At a time when fusions between jazz and other kinds of music are often attempted, it seems strange that we’ve not heard much about Ronnie Scott’s devastatingly simple idea of placing classical music and jazz side by side, as he’s done on guitarist John Williams’ frequent visits to the club. The most recent session paired Williams with the Keith Tippett Group, consisting of Marc Charig (cnt), Nick Evans (tbn), Elton Dean (alt/saxello), Tippett (pno), Neville Whitehead (bs) and Brian Spring (dm).
I like this group a lot, mainly because of their enormous drive. Tippett is a derivative pianist who still hasn’t purged his solos of the mixed influence of Bill Evans and Cecil Taylor pointed out by Barry McRae in our November 1969 issue, but he’s part of a rhythm section that pushes the front line like hell, and their music is extremely exciting. I have a special preference for Charig’s work because I like his tone so much, but all of them have something to say, and they’re not too shy to say it.

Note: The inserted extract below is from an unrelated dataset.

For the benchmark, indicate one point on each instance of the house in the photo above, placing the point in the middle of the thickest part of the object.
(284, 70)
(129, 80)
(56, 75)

It’s a pity that Julian Bream, a classical guitarist who always plays with great feeling (and also happens to play a little jazz on the side), hasn’t done a Scott season, but in any case the club atmosphere does wonders for John Williams’ normally rather icy style. As a curtain raiser he did several Villa-Lobos preludes joined together, and unfortunately managed to ignore nearly all their qualities as mood pieces, but from then on went from strength to strength, particularly in his second set, when he left behind the lighter pieces of the guitar repertoire by Albéniz and others, and gave us some moving music.
The highlights of the evening were the Variations On A Theme From ‘The Magic Flute’ by Fernando Sor, the greatest of the composers who wrote specifically for the guitar, and Granados’ touching Memories Of The Alhambra. [Actually by Tarrega – Ed, 2020] John was joined for his last four numbers by Ron Matthewson on bass; had a drummer been present on the final selection, (another Villa-Lobos piece) it would have sounded like one of the Charlie Byrd Trio’s bossa-nova efforts!
It’s very good to see programmes like this; it’s nice also to witness the proprietor’s magnificent irreverence: ‘John Williams would like to come back and play again’, said Mr. Scott in response to the loud applause that greeted the guitarist’s final exit, ‘but that’s all he knows’.